C Camilloni, AB Sahakyan, MJ Holliday, NG Isern, F Zhang, EZ Eisenmesser, M Vendruscolo
Proc Natl Acad Sci U S A
Proline isomerization is a ubiquitous process that plays a key role in the folding of proteins and in the regulation of their functions. Different families of enzymes, known as "peptidyl-prolyl isomerases" (PPIases), catalyze this reaction, which involves the interconversion between the cis and trans isomers of the N-terminal amide bond of the amino acid proline. However, complete descriptions of the mechanisms by which these enzymes function have remained elusive.

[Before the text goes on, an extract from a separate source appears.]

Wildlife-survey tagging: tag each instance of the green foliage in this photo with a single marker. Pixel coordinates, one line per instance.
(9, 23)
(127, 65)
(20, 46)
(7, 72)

We show here that cyclophilin A, one of the most common PPIases, provides a catalytic environment that acts on the substrate through an electrostatic handle mechanism. In this mechanism, the electrostatic field in the catalytic site turns the electric dipole associated with the carbonyl group of the amino acid preceding the proline in the substrate, thus causing the rotation of the peptide bond between the two residues. We identified this mechanism using a combination of NMR measurements, molecular dynamics simulations, and density functional theory calculations to simultaneously determine the cis-bound and trans-bound conformations of cyclophilin A and its substrate as the enzymatic reaction takes place. We anticipate that this approach will be helpful in elucidating whether the electrostatic handle mechanism that we describe here is common to other PPIases and, more generally, in characterizing other enzymatic processes.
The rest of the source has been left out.